Des études suggèrent que la persistance, quant à elle, pourrait être (avec la recherche de nouveauté) un bon prédicteur de l’échelle CW-BAS (Mardaga &

Hansenne, 2007). Cette implication de la persistance dans l’échelle CW-BAS est vraisemblablement due à la proximité théorique entre la persistance et la sous-dimension Drive de la CW-BAS, dans la mesure où les deux échelles se définissent comme une tendance à poursuivre assidûment les buts désirés (Carver & White, 1994; Cloninger et al., 1993). Ainsi, contrairement à la supposition fondant la

construction de l’échelle CW-BIS/BAS (i.e., inclusion de la sous-échelle Drive), nos résultats ne confirment pas que l’aspect « poursuite des buts désirés » soit un prédicteur de la réactivité aux stimulations plaisantes, puisque la persistance n’a pas été impliquée ici dans les modulations des mesures enregistrées des réponses émotionnelles. Il est par contre possible que la sensibilité à des seuils plus bas de récompenses incite à poursuivre ses buts sans se décourager. Il a aussi été suggéré que la persistance constitue une mesure de la contrainte, soit une échelle (inversée) proche de psychoticisme (Paris, 2005), ce qui contribuerait à expliquer qu’elle ait été mise en évidence comme une échelle proche mais distincte du BAS.
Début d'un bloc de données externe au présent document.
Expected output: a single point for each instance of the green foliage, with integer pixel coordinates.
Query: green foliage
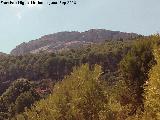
(18, 96)
(135, 67)
(152, 90)
(80, 96)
En ce qui concerne les dimensions acquises de la personnalité (caractères), les résultats montrent qu’elles ne modulent aucun des aspects de la réponse émotionnelle, suggérant que les différences émotionnelles interindividuelles sont innées plutôt que liées aux apprentissages et à l’environnement (Cloninger et al., 1993). Bien que l’influence des caractères sur les comportements soit fonction de la base tempéramentale (de sorte qu’ils modulent l’expression des tempéraments), ils sont théoriquement indépendants de l’aspect inné de la personnalité (Cloninger et al.,1993). L’absence de relation observée dans les présents travaux entre les caractères et la réactivité émotionnelle supporte la distinction de Cloninger entre les aspects innés (i.e., tempéraments) et acquis (i.e., caractères) de la personnalité, puisque seuls les tempéraments modulent la réactivité émotionnelle somatique comme l’allocation attentionnelle aux stimuli émotionnels. Pour autant, les différences émotionnelles ne doivent pas être considérées comme déterminées. Il est ainsi possible que les dimensions acquises de la personnalité (autodétermination, coopération et transcendance notamment) modulent des aspects plus complexes tels que la gestion des émotions, puisque l’humeur notamment est corrélée aux caractères (Cloninger, Svrakic, & Przybeck, 2006). Il serait certainement intéressant d’investiguer les interactions entre dimensions innées et acquises de la personnalité dans des processus et produits émotionnels complexes tels que la régulation des émotions, l’humeur, le jugement des évènements de vie, ou l’intelligence émotionnelle par exemple.